Over the past eight years, he has scoured fynbos-clad dunes where he grew up in Fish Hoek searching for morels that were once abundant and endemic to the Western Cape before the valley was built up.
The pitted ridges and hollow insides of their golden-brown to dark-brown caps, positioned atop a creamy-white to tan-brown stem, are characteristic of the genus of true morel mushrooms, classified as Morchella.
Mr Williams, 35, of Sea Point, also enjoys cooking and says these mushrooms are highly-prized and edible. “In appearance, the mushroom would certainly not look edible to the first-time observer, but to those in the know, it’s divine once cooked. They have a crunchy texture and taste of a mixture of roast beef and hazelnuts.” He cautions that morels are toxic if eaten raw.
He found his first morel in 2015, after a lengthy period spent searching for them and piecing information together. Then, in spring last year, he found a few spots in the south peninsula with more morels.

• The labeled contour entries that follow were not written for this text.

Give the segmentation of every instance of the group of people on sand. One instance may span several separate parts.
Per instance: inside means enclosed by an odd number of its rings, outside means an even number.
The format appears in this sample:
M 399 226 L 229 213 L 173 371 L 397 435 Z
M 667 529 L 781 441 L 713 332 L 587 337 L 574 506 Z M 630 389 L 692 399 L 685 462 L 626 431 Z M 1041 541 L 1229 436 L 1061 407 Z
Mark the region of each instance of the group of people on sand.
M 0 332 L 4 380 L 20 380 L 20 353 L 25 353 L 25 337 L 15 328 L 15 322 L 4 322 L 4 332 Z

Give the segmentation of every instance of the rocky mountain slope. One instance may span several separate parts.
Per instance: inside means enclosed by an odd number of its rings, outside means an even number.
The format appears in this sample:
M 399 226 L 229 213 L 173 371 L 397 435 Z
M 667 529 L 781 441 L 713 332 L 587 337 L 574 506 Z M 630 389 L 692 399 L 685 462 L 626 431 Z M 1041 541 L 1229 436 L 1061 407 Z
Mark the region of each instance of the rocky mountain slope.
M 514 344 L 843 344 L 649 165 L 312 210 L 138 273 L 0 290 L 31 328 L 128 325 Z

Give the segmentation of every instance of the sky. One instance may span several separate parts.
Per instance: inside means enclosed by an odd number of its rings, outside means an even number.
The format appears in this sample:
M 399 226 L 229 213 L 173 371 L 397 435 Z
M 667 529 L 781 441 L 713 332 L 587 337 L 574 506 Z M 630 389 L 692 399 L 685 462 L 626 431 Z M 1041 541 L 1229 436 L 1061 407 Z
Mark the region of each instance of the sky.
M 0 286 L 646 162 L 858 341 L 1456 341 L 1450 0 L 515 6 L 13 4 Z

Mr Williams says the native Morchella that occurs in Hangklip sand fynbos from Fish Hoek to Cape Agulhas appeared to have some kind of mycorrhizal association – a symbiotic association between plant roots and fungi – with dune conebush (Leucadendron coniferum), a Proteaceae that is listed as vulnerable on the red list of South African plants.

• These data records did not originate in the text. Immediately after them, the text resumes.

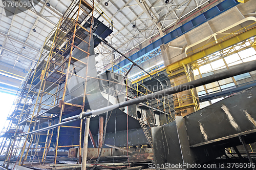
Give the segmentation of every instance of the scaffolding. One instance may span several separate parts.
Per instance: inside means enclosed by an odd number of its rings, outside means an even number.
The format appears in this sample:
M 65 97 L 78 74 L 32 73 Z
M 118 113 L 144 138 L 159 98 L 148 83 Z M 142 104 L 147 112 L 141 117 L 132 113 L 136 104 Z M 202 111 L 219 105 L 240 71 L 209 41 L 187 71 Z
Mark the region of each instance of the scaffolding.
M 53 146 L 53 130 L 47 131 L 47 133 L 31 134 L 25 137 L 17 136 L 16 135 L 17 133 L 23 132 L 23 130 L 26 132 L 30 132 L 44 128 L 42 122 L 48 122 L 48 125 L 50 126 L 52 120 L 55 119 L 57 119 L 56 123 L 60 123 L 62 115 L 77 110 L 83 111 L 87 72 L 85 76 L 81 77 L 76 75 L 76 71 L 87 67 L 88 65 L 93 37 L 94 6 L 94 1 L 91 4 L 84 0 L 73 1 L 58 24 L 46 37 L 40 58 L 22 83 L 16 95 L 17 104 L 9 116 L 11 121 L 7 129 L 9 130 L 4 134 L 5 138 L 2 143 L 4 144 L 1 151 L 2 152 L 5 147 L 6 156 L 4 165 L 7 162 L 6 166 L 8 166 L 11 158 L 17 156 L 18 151 L 19 154 L 17 160 L 18 159 L 19 165 L 24 163 L 30 151 L 35 151 L 35 156 L 40 149 L 44 150 L 41 162 L 44 163 L 51 144 Z M 87 47 L 86 50 L 79 47 L 80 44 Z M 78 51 L 82 53 L 81 58 L 74 56 L 75 49 L 76 53 Z M 68 94 L 67 88 L 71 78 L 75 76 L 86 80 L 83 102 L 81 105 L 70 103 L 65 99 Z M 58 139 L 61 127 L 58 127 L 54 145 L 55 148 L 54 164 L 56 162 L 58 148 L 73 146 L 79 147 L 78 160 L 81 163 L 82 122 L 81 120 L 80 126 L 63 126 L 65 128 L 79 129 L 78 145 L 60 145 Z M 12 130 L 12 132 L 10 130 Z M 11 132 L 14 133 L 14 135 L 10 135 Z M 46 141 L 42 144 L 39 140 L 42 135 L 46 136 Z M 14 137 L 8 139 L 10 136 Z M 6 142 L 9 144 L 5 144 Z M 26 153 L 25 157 L 23 157 L 24 153 Z M 34 158 L 35 156 L 33 159 Z

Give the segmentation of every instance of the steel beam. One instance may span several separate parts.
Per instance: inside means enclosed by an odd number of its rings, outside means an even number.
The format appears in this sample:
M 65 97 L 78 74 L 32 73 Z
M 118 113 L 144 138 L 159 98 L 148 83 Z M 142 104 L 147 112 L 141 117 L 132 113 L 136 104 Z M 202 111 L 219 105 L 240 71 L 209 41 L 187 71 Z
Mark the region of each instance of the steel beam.
M 80 119 L 82 117 L 89 116 L 92 115 L 96 116 L 105 112 L 110 111 L 115 109 L 131 105 L 139 102 L 144 102 L 148 100 L 153 100 L 156 98 L 161 98 L 167 95 L 179 93 L 183 91 L 195 88 L 200 86 L 206 84 L 239 74 L 249 72 L 255 70 L 256 61 L 249 62 L 232 69 L 227 70 L 220 73 L 216 73 L 196 80 L 189 81 L 182 84 L 161 90 L 154 93 L 150 94 L 97 110 L 90 111 L 87 112 L 82 112 L 80 114 L 80 115 L 65 118 L 62 120 L 62 121 Z
M 217 51 L 223 50 L 226 48 L 230 47 L 234 44 L 238 44 L 241 41 L 255 36 L 255 35 L 256 34 L 255 33 L 256 27 L 254 27 L 250 29 L 248 29 L 246 31 L 241 33 L 239 34 L 236 34 L 233 37 L 227 39 L 225 41 L 216 44 L 207 49 L 203 49 L 198 53 L 194 54 L 189 56 L 187 56 L 187 57 L 177 61 L 177 62 L 174 62 L 166 66 L 165 68 L 161 69 L 160 71 L 168 69 L 178 68 L 179 67 L 180 67 L 180 66 L 182 66 L 182 64 L 186 65 L 189 63 L 191 63 L 202 57 L 211 54 Z M 157 72 L 159 71 L 160 71 L 158 70 L 156 72 L 153 72 L 151 73 L 151 74 L 155 74 L 157 73 Z M 148 75 L 145 75 L 143 77 L 135 80 L 134 81 L 139 82 L 148 77 Z
M 104 125 L 104 117 L 99 116 L 99 136 L 98 137 L 98 147 L 101 148 L 103 144 L 103 128 Z

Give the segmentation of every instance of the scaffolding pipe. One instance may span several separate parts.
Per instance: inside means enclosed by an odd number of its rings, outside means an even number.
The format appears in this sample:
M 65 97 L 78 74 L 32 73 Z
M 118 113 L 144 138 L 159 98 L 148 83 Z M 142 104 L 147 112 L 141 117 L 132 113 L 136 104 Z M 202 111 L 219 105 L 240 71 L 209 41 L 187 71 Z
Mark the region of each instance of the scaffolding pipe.
M 83 148 L 82 151 L 81 170 L 86 169 L 86 161 L 87 158 L 87 150 L 88 146 L 88 136 L 89 134 L 90 116 L 86 118 L 86 127 L 84 128 L 84 138 L 83 140 Z
M 18 136 L 27 135 L 30 134 L 34 134 L 41 132 L 50 129 L 57 128 L 58 126 L 69 123 L 78 120 L 83 117 L 91 115 L 96 116 L 102 114 L 105 112 L 110 111 L 115 109 L 122 108 L 124 107 L 136 104 L 138 103 L 152 100 L 159 97 L 163 97 L 165 95 L 173 94 L 180 92 L 186 91 L 192 88 L 195 88 L 200 86 L 206 84 L 211 82 L 219 81 L 223 79 L 233 77 L 239 74 L 244 74 L 252 71 L 256 70 L 256 61 L 248 62 L 241 66 L 238 66 L 234 68 L 224 71 L 223 72 L 216 73 L 210 76 L 201 78 L 200 79 L 188 82 L 187 83 L 178 85 L 172 88 L 166 89 L 154 93 L 148 94 L 130 100 L 125 101 L 119 103 L 111 105 L 97 110 L 90 111 L 86 112 L 82 112 L 80 114 L 72 116 L 62 119 L 62 122 L 55 124 L 54 125 L 45 128 L 40 130 L 32 131 L 31 132 L 20 134 Z

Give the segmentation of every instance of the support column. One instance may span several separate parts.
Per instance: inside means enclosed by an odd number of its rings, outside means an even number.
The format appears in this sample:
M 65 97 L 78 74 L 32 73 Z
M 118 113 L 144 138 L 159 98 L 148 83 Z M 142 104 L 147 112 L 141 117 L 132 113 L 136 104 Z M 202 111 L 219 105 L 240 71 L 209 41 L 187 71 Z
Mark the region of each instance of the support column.
M 103 126 L 104 125 L 104 118 L 102 116 L 99 116 L 99 133 L 98 138 L 98 146 L 99 148 L 102 147 L 103 143 Z

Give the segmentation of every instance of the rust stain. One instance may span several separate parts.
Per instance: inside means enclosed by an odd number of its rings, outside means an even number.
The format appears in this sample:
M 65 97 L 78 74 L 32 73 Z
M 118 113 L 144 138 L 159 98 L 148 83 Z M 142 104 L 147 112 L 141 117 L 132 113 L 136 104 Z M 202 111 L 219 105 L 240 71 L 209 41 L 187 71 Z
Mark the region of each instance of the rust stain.
M 223 110 L 223 111 L 225 112 L 225 113 L 227 115 L 227 118 L 229 120 L 229 123 L 230 123 L 230 124 L 232 125 L 232 126 L 233 126 L 233 128 L 236 131 L 240 131 L 240 127 L 239 127 L 238 124 L 236 122 L 236 120 L 234 120 L 234 118 L 231 115 L 230 112 L 229 112 L 229 109 L 228 109 L 228 108 L 227 108 L 227 107 L 224 104 L 222 104 L 221 105 L 222 105 L 221 109 Z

Meanwhile, Breyten van der Merwe, who studies microbiology and genetics at Stellenbosch University under Professor Karin Jacobs, has been following Mr Williams on social media.

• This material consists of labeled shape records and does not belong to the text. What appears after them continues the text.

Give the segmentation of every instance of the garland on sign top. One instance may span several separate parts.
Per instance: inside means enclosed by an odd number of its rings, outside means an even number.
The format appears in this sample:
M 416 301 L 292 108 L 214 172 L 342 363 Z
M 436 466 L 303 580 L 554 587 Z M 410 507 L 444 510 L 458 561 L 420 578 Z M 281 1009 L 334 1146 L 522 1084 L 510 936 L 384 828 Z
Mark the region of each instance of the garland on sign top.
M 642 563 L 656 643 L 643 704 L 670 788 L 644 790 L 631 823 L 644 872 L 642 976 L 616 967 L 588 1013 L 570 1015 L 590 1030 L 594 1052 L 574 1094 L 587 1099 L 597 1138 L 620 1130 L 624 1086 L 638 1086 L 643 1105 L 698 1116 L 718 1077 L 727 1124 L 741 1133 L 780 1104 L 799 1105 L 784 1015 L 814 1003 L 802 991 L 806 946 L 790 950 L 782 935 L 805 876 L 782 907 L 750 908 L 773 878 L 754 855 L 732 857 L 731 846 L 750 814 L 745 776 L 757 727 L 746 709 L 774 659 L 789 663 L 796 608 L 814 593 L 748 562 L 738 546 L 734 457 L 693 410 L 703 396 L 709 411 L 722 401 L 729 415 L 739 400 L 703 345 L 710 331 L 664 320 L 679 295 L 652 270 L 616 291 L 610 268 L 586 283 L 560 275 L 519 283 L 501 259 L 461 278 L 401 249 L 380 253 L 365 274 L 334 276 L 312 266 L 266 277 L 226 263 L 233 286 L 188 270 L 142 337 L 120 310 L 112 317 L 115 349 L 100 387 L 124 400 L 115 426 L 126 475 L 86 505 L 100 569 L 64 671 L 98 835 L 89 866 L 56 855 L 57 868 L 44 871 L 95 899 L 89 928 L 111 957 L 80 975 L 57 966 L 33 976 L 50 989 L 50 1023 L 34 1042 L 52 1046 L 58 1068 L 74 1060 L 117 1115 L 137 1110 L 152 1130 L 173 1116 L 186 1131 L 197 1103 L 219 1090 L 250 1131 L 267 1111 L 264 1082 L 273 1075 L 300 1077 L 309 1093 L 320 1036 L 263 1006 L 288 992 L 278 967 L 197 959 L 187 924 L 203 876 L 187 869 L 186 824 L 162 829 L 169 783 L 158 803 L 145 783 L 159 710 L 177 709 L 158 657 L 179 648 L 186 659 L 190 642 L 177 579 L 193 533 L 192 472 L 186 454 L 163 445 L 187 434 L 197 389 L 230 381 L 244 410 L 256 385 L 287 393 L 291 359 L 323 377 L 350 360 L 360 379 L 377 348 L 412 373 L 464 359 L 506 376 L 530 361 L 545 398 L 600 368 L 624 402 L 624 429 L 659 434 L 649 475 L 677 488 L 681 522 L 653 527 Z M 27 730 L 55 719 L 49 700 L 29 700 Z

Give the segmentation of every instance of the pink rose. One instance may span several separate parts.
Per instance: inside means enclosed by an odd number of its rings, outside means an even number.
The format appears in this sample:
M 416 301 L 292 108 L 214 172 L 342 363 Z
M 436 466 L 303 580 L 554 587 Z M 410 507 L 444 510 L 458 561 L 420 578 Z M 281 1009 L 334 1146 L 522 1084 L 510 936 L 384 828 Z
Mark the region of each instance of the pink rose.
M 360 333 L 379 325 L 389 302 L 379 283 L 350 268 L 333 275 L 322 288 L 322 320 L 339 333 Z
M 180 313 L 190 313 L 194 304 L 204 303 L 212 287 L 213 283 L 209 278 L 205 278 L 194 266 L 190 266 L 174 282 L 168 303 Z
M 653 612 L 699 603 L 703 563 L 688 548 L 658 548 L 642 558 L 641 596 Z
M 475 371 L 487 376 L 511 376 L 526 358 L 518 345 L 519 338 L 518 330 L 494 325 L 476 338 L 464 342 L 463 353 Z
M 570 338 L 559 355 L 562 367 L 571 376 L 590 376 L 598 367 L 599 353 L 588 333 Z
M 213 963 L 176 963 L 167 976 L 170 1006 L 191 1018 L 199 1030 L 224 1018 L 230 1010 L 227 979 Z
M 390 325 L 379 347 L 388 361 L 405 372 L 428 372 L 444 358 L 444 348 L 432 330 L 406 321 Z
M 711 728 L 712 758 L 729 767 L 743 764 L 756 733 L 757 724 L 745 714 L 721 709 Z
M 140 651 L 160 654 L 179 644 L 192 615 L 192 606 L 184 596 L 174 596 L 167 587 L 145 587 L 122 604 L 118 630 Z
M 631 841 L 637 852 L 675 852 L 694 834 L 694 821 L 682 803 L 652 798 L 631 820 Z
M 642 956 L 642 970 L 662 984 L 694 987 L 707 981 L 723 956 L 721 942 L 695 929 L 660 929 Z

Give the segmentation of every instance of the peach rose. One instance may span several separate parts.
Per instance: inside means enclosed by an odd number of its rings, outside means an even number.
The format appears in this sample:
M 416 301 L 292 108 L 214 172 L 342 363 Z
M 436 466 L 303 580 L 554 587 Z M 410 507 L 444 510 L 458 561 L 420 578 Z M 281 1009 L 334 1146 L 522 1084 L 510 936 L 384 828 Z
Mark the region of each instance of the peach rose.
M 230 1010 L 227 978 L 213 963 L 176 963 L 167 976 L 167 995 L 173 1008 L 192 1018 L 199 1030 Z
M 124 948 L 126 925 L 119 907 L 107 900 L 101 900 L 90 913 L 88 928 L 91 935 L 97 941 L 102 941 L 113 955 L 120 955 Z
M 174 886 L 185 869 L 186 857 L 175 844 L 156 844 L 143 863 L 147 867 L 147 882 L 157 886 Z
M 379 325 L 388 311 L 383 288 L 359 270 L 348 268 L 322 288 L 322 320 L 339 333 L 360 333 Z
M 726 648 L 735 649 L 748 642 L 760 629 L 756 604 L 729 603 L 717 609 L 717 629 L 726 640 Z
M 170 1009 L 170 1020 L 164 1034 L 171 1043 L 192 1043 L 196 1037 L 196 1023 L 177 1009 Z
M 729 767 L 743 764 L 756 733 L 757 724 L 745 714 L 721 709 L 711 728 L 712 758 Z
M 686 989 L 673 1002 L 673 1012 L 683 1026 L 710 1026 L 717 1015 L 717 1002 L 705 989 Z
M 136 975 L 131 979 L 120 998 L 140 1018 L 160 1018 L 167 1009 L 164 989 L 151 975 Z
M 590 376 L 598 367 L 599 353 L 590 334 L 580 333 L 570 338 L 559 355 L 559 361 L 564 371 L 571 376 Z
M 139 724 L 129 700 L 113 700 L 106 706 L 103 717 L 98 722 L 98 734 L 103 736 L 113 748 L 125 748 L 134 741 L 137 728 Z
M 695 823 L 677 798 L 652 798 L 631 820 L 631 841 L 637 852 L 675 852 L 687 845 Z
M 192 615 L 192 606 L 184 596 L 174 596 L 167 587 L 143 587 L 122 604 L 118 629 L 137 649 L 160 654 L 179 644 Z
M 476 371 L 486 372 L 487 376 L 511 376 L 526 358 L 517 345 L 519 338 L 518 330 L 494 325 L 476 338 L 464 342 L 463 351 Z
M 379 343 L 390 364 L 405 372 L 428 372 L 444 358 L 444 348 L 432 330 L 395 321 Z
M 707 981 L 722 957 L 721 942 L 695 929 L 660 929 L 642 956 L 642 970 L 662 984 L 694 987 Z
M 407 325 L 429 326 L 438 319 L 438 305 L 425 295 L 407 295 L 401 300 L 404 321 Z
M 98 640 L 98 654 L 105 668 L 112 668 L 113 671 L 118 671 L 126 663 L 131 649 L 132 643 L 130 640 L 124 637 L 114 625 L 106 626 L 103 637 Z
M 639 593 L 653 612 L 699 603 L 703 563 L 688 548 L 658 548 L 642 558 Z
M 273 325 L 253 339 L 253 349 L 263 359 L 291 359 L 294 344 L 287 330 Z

“He makes interesting and well-informed posts and is the local expert on Cape morels (ascomycetes). I contacted him asking for specimens to study their environment and interactions with fynbos.
“Our research indicates that this morel could be a new species, with its closest relative appearing to be Morchella kaibabensis from across the Atlantic Ocean. We hope to describe this morel as Morchella capensis – from the Cape. Genetically, the Cape morel appears unique and their apparent relationship with dune conebush (Leucadendron coniferum), a plant endemic to the Western Cape, helps confirm this,” says Mr Van der Merwe.
Mr Williams also donated some samples of this local morel to the Fish Hoek Valley Museum. Margaret Gundry created a display with photos and information from Mr Williams.
“I believe this is the first morel described to be indigenous to South Africa, especially since the taxonomic overhaul of the Morchella genus in 2012. It is highly probable that there are more. We must protect our native habitats as we have yet so much to learn about them,” says Mr Williams.
He gives foraging tours and is also writing a book, Mushroom Hunting in South Africa, which should be on the shelves next year.
Mr Williams says foraging for mushrooms around Constantia, Newlands and Hout Bay is predominantly good because of the non-native trees introduced from Europe, which also harbour the mycelium (fungal roots) of delicacies such as Porcini (Boletus edulis), Saffron Milk Caps (Lactarius deliciosus) and Chicken of the Woods (Laetiporus sulphureus).
He stresses the importance of positively identifying safe wild mushrooms before consuming them, and not foraging in protected or private land without permission or a permit.